Britain’s largest retail and commercial bank, Lloyds Banking Group is about to inject its £13bn wealth management arm into a new joint venture with investment management giant, Schroders. The deal is reported to be one of the largest wealth management tie-ups in recent years, amid widespread collaborations in the industry sector.
Sources close to the matter suggest that the partnership would exploit Schroders’ technology and investment management capabilities with Lloyds’ huge distribution network, effectively fulfilling the strategic objectives of both the firms.
As per Reuters, Beth Saint, Schroders’ spokeswoman confirmed that the company will be forming a JV with Lloyds Banking Group with a view of working closely together in parts of the wealth sector, however it is not guaranteed that these discussions will lead to any formal arrangement.
Incidentally, the deal will allow Lloyds 50.1% stakes of the new JV, while Schroders will own the remaining shares. For the record, wealth management contributed £273.3 million to the net income of Schroders in 2017, becoming an area of focus for future growth prospects.
António Horta-Osorio, CEO of Lloyds Bank was quoted saying that, Lloyds, UK’s renowned bank that owns the Halifax network, considers serving its millions of customers with wealth management services a top priority.
Sources claim that the new JV would be part of a three-part tie-up between the companies, with Schroders taking over a £109 billion investment management contract from Scottish Widows, the Lloyds-owned insurance firm.
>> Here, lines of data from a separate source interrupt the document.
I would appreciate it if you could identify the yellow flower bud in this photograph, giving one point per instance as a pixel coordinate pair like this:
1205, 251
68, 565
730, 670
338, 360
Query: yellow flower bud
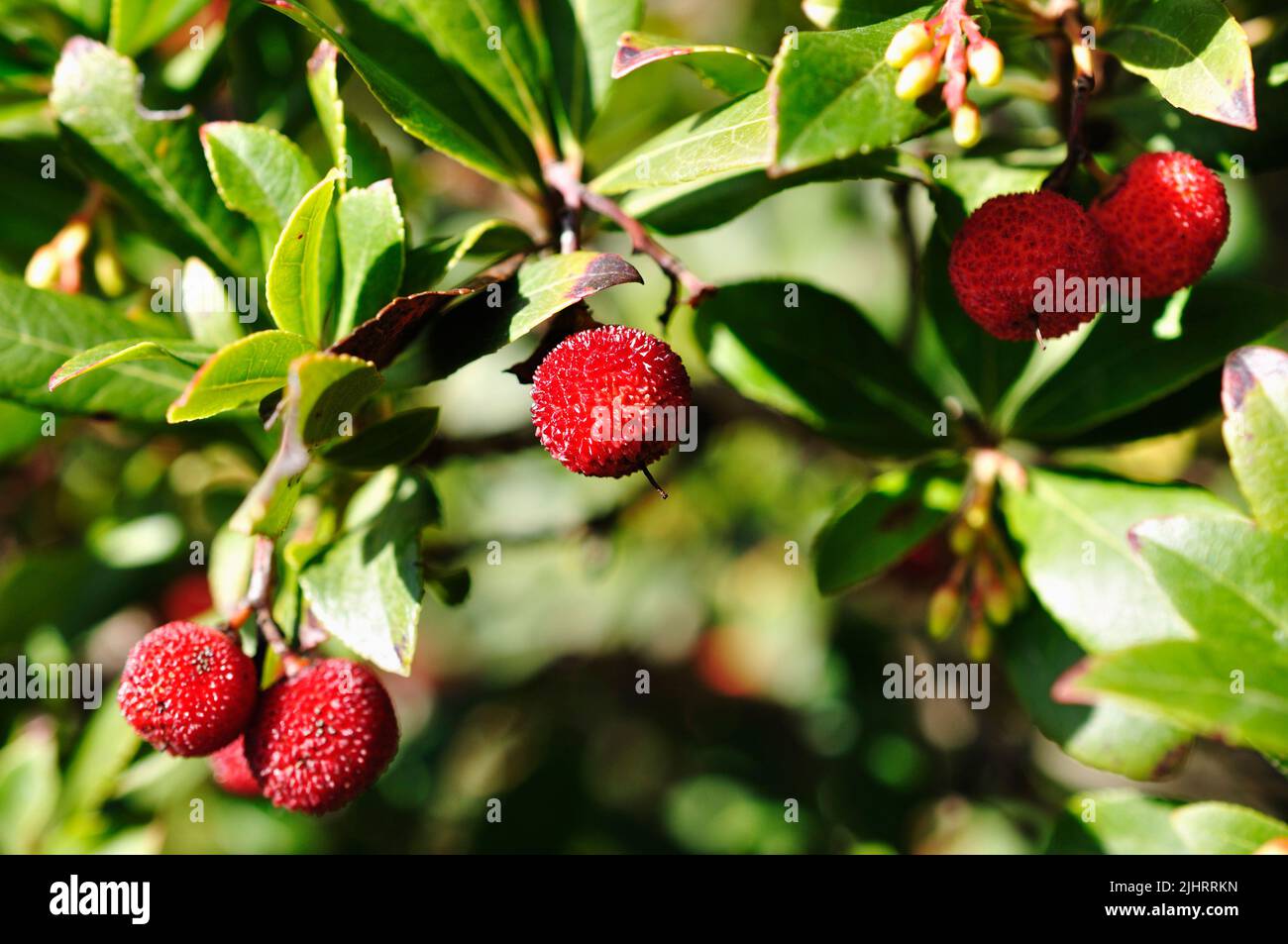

This is apparently is in a disagreement with Standard Life Aberdeen (SLA) and is now subject of an independent arbitration process.
Moreover, the JV would also involve forming an agreement with UK’s prominent wealth management firm, Cazenove Capital, which is expected to bring the total value of overall contracts to about £500 million, with Lloyds taking a 19.9% stake in Cazenove Capital and its wealth management units valued to be roughly about £250m each.